ToxicTone: A Mandarin Audio Dataset Annotated for Toxicity and Toxic Utterance Tonality
Yu-Xiang Luo, Yi-Cheng Lin, Ming-To Chuang, Jia-Hung Chen, I-Ning Tsai, Pei Xing Kiew, Yueh-Hsuan Huang, Chien-Feng Liu, Yu-Chen Chen, Bo-Han Feng, Wenze Ren, Hung-yi Lee
TL;DR
This work tackles the gap in Mandarin spoken-toxicity research by introducing ToxicTone, the largest publicly available dataset with detailed annotations for both the form and source of toxicity and rich prosodic cues. It presents a multimodal detection framework that combines acoustic, linguistic, and emotional encodings to outperform text-only baselines. The study shows that integrating speech-specific cues yields substantial gains in both toxicity detection and toxicity-source classification, with domain trends such as gaming content showing higher prevalence. By providing a robust Mandarin toxicity benchmark and demonstrating effective multimodal fusion, the paper lays a foundation for safer online speech and advances in spoken-language toxicity analysis.
Abstract
Despite extensive research on toxic speech detection in text, a critical gap remains in handling spoken Mandarin audio. The lack of annotated datasets that capture the unique prosodic cues and culturally specific expressions in Mandarin leaves spoken toxicity underexplored.
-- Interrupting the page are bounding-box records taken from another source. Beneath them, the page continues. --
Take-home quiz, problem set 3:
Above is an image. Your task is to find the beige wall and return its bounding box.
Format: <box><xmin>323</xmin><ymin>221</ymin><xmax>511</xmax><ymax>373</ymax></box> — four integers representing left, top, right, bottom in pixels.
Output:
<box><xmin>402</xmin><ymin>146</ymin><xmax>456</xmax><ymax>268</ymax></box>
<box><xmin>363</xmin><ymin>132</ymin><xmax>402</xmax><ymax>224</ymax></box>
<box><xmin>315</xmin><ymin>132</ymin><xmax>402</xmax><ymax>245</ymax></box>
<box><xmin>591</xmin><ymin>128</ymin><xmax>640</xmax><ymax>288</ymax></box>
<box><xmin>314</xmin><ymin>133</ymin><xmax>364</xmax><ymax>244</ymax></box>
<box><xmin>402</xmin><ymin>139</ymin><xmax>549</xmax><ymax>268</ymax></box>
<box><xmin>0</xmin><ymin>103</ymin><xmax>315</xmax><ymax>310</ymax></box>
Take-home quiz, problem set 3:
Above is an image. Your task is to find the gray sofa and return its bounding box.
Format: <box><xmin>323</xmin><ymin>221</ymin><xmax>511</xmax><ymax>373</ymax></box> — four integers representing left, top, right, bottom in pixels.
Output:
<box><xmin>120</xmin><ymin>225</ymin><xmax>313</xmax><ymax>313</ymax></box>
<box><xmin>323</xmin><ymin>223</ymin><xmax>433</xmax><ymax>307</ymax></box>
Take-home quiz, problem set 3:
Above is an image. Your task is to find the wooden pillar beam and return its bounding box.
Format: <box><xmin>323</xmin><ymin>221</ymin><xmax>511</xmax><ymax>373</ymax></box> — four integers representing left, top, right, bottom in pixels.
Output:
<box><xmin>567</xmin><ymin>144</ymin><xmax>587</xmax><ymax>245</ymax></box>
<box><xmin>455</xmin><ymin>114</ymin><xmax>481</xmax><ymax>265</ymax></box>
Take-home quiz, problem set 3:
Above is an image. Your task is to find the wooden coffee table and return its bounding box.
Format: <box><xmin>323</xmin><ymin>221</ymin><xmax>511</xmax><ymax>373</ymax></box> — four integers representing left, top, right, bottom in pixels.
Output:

To address this, we introduce ToxicTone -- the largest public dataset of its kind -- featuring detailed annotations that distinguish both forms of toxicity (e.g., profanity, bullying) and sources of toxicity (e.g., anger, sarcasm, dismissiveness). Our data, sourced from diverse real-world audio and organized into 13 topical categories, mirrors authentic communication scenarios. We also propose a multimodal detection framework that integrates acoustic, linguistic, and emotional features using state-of-the-art speech and emotion encoders. Extensive experiments show our approach outperforms text-only and baseline models, underscoring the essential role of speech-specific cues in revealing hidden toxic expressions.